2010 Best Foreign Film Nominees

Yikes, this is sad.  Yeah, you’re reading this right, there are only three nominees here and it’s because I’ve only really been able to see three foreign films this year.  This is because I’ve been operating on a strict eligibility rule that only allowed films that are truly 2010 films into the running and not 2009 films that finally get released in 2010.  In the past I’ve justified this saying to myself “if they wanted a chance at an award, they should have put it in my theaters on time.”  But now that it’s resulted in this sad showing it’s clear to me that I can’t pretend I can use these rules anymore.  I’ll use more reasonable eligibility rules next until now… bear with me.

  • Dogtooth: This Greek satire envisions a household in which a domineering father has chosen isolate his children and teach them that leaving the home would mean certain death.  There’s something grimly humorous about seeing the resultant behavior, but the overall reaction the film is meant to elicit is shock and disgust.  What’s most shocking is that this is actually a fairly plausible scenario, and the whole thing could easily be an allegory for the way nations like North Korea are run.

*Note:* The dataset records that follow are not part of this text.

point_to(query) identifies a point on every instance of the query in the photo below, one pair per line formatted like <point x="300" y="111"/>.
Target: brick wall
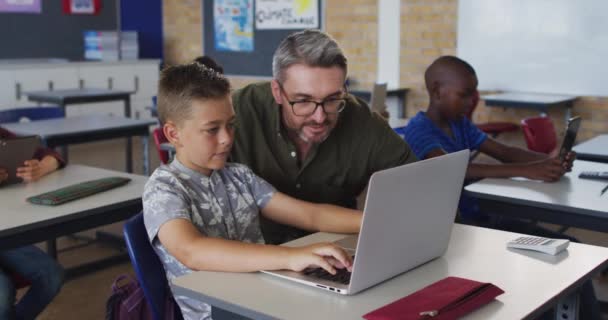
<point x="428" y="30"/>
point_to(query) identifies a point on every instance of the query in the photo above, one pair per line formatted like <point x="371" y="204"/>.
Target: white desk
<point x="595" y="149"/>
<point x="83" y="129"/>
<point x="570" y="201"/>
<point x="533" y="282"/>
<point x="24" y="223"/>
<point x="536" y="101"/>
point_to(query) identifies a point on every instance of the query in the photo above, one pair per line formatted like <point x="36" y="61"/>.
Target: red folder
<point x="449" y="298"/>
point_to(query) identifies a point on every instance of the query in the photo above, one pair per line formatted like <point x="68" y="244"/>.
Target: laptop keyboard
<point x="341" y="276"/>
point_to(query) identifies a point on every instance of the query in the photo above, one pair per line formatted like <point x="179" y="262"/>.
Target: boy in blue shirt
<point x="444" y="128"/>
<point x="202" y="213"/>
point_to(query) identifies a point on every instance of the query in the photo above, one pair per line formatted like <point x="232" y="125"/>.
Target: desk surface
<point x="569" y="194"/>
<point x="20" y="217"/>
<point x="76" y="125"/>
<point x="595" y="149"/>
<point x="533" y="282"/>
<point x="57" y="96"/>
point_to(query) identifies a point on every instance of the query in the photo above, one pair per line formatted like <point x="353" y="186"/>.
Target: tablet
<point x="14" y="152"/>
<point x="570" y="136"/>
<point x="378" y="100"/>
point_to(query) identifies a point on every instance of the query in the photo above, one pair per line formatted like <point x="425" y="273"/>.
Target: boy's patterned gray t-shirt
<point x="224" y="205"/>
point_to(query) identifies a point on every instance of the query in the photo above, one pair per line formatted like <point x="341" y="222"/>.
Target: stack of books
<point x="103" y="45"/>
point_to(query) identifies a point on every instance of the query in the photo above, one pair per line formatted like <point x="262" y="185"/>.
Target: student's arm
<point x="35" y="169"/>
<point x="311" y="216"/>
<point x="198" y="252"/>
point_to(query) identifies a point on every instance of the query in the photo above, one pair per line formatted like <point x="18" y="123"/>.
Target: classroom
<point x="86" y="86"/>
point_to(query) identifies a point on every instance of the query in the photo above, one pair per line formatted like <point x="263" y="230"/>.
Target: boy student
<point x="201" y="213"/>
<point x="44" y="273"/>
<point x="305" y="134"/>
<point x="452" y="87"/>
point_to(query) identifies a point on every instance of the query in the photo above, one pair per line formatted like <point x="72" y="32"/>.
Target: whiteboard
<point x="544" y="46"/>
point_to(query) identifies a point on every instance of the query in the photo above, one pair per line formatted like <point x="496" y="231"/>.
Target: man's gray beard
<point x="305" y="139"/>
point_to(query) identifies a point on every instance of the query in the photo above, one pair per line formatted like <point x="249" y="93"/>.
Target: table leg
<point x="129" y="147"/>
<point x="401" y="98"/>
<point x="567" y="308"/>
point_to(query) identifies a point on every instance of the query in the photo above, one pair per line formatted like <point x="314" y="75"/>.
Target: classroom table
<point x="536" y="101"/>
<point x="571" y="201"/>
<point x="533" y="282"/>
<point x="395" y="123"/>
<point x="89" y="128"/>
<point x="23" y="223"/>
<point x="595" y="149"/>
<point x="399" y="93"/>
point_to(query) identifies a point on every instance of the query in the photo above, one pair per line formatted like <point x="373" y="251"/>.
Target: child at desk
<point x="44" y="274"/>
<point x="452" y="87"/>
<point x="201" y="213"/>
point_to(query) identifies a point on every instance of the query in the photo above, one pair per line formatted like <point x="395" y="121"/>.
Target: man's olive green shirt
<point x="336" y="171"/>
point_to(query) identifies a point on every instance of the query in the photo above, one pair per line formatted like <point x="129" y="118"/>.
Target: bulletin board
<point x="253" y="58"/>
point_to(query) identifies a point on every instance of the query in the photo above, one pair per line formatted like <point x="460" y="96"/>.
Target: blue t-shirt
<point x="423" y="136"/>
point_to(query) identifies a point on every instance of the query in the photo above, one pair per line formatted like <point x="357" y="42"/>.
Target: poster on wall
<point x="286" y="14"/>
<point x="27" y="6"/>
<point x="233" y="25"/>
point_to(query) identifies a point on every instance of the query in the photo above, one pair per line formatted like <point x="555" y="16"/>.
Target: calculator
<point x="546" y="245"/>
<point x="595" y="175"/>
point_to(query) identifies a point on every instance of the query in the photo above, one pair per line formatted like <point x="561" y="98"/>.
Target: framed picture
<point x="81" y="6"/>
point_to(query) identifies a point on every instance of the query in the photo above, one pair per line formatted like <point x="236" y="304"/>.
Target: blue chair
<point x="148" y="268"/>
<point x="31" y="113"/>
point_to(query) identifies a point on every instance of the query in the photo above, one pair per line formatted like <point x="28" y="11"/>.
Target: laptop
<point x="378" y="98"/>
<point x="14" y="152"/>
<point x="407" y="221"/>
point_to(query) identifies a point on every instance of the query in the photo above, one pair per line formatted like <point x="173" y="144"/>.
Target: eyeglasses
<point x="304" y="108"/>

  • The Girl With the Dragon Tattoo: I probably wouldn’t have nominated this film had I had a chance to actually watch more foreign films this year.  The movie is a passable potboiler with a number of flaws, but it’s enjoyable enough.  Still, aI’m kind of glad I’m nominating it because it represents the kind of release that more foreign films should have (I.E. one that can be seen in a timely manner by people who don’t live in New York).  Hopefully it can lead the way for other foreign films that aren’t based on bestselling books.

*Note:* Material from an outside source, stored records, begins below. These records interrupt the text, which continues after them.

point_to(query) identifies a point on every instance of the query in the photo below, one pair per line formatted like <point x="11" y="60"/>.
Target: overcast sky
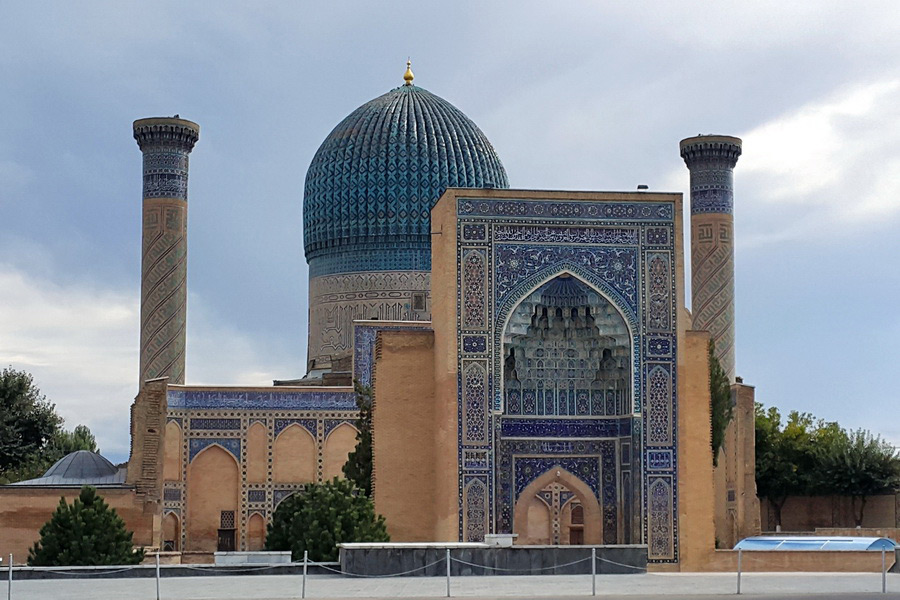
<point x="576" y="95"/>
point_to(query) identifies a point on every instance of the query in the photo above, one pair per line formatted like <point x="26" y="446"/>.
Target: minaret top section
<point x="166" y="131"/>
<point x="721" y="149"/>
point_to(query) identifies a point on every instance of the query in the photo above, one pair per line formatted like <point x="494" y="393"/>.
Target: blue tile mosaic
<point x="474" y="343"/>
<point x="204" y="423"/>
<point x="637" y="211"/>
<point x="197" y="445"/>
<point x="565" y="428"/>
<point x="255" y="400"/>
<point x="377" y="175"/>
<point x="256" y="495"/>
<point x="308" y="424"/>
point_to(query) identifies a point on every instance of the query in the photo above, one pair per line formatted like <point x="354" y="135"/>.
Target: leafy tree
<point x="786" y="462"/>
<point x="721" y="408"/>
<point x="858" y="465"/>
<point x="322" y="515"/>
<point x="358" y="467"/>
<point x="66" y="442"/>
<point x="87" y="532"/>
<point x="61" y="443"/>
<point x="27" y="419"/>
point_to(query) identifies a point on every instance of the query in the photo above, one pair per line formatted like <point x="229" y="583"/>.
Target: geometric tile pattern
<point x="367" y="209"/>
<point x="165" y="145"/>
<point x="711" y="161"/>
<point x="223" y="417"/>
<point x="335" y="301"/>
<point x="377" y="175"/>
<point x="507" y="249"/>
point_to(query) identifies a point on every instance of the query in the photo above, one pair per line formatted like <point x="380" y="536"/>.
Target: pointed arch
<point x="593" y="524"/>
<point x="295" y="456"/>
<point x="212" y="489"/>
<point x="339" y="443"/>
<point x="256" y="532"/>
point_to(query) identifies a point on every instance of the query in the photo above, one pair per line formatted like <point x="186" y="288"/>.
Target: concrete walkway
<point x="268" y="587"/>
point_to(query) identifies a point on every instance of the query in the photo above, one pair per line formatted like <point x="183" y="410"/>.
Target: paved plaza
<point x="265" y="587"/>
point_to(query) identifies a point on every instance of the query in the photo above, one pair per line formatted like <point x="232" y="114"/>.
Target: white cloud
<point x="80" y="342"/>
<point x="829" y="167"/>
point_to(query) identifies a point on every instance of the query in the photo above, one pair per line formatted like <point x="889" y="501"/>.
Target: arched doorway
<point x="567" y="389"/>
<point x="557" y="508"/>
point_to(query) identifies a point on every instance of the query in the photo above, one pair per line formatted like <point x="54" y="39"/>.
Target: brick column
<point x="711" y="160"/>
<point x="165" y="144"/>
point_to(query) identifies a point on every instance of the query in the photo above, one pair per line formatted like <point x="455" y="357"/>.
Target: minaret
<point x="165" y="143"/>
<point x="711" y="160"/>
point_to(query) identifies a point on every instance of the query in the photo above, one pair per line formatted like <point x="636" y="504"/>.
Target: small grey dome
<point x="82" y="464"/>
<point x="79" y="468"/>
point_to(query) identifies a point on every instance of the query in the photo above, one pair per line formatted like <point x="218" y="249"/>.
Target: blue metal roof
<point x="374" y="180"/>
<point x="814" y="542"/>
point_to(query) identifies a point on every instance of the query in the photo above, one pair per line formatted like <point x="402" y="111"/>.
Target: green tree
<point x="86" y="532"/>
<point x="358" y="467"/>
<point x="322" y="515"/>
<point x="786" y="462"/>
<point x="61" y="443"/>
<point x="859" y="465"/>
<point x="721" y="408"/>
<point x="27" y="419"/>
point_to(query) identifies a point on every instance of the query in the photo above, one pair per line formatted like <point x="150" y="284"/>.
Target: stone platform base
<point x="481" y="559"/>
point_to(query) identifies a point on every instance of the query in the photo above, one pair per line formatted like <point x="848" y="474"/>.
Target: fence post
<point x="448" y="571"/>
<point x="305" y="565"/>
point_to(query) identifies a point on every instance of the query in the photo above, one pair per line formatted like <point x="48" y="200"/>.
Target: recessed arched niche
<point x="567" y="351"/>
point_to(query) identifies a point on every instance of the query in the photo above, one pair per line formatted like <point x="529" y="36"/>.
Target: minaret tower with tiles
<point x="165" y="143"/>
<point x="711" y="160"/>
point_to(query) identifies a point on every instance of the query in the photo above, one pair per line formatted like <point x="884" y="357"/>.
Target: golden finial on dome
<point x="408" y="76"/>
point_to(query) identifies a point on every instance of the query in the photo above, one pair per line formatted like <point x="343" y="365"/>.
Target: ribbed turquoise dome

  • I Am Love: This Italian film is a bit tricky to analyze because it takes a bit of a left turn in it’s third act which is… hard to judge.  This is a film that shoots for greatness, employing top of the line set decoration, cinematography, and acting.  The story is set in modern times, but it often feels like a sort of strange period piece in the way it deals with family politics and in how it seems to be set in elaborate villas.  It’s a beguiling film, one that’s hard to fully appreciate in one viewing.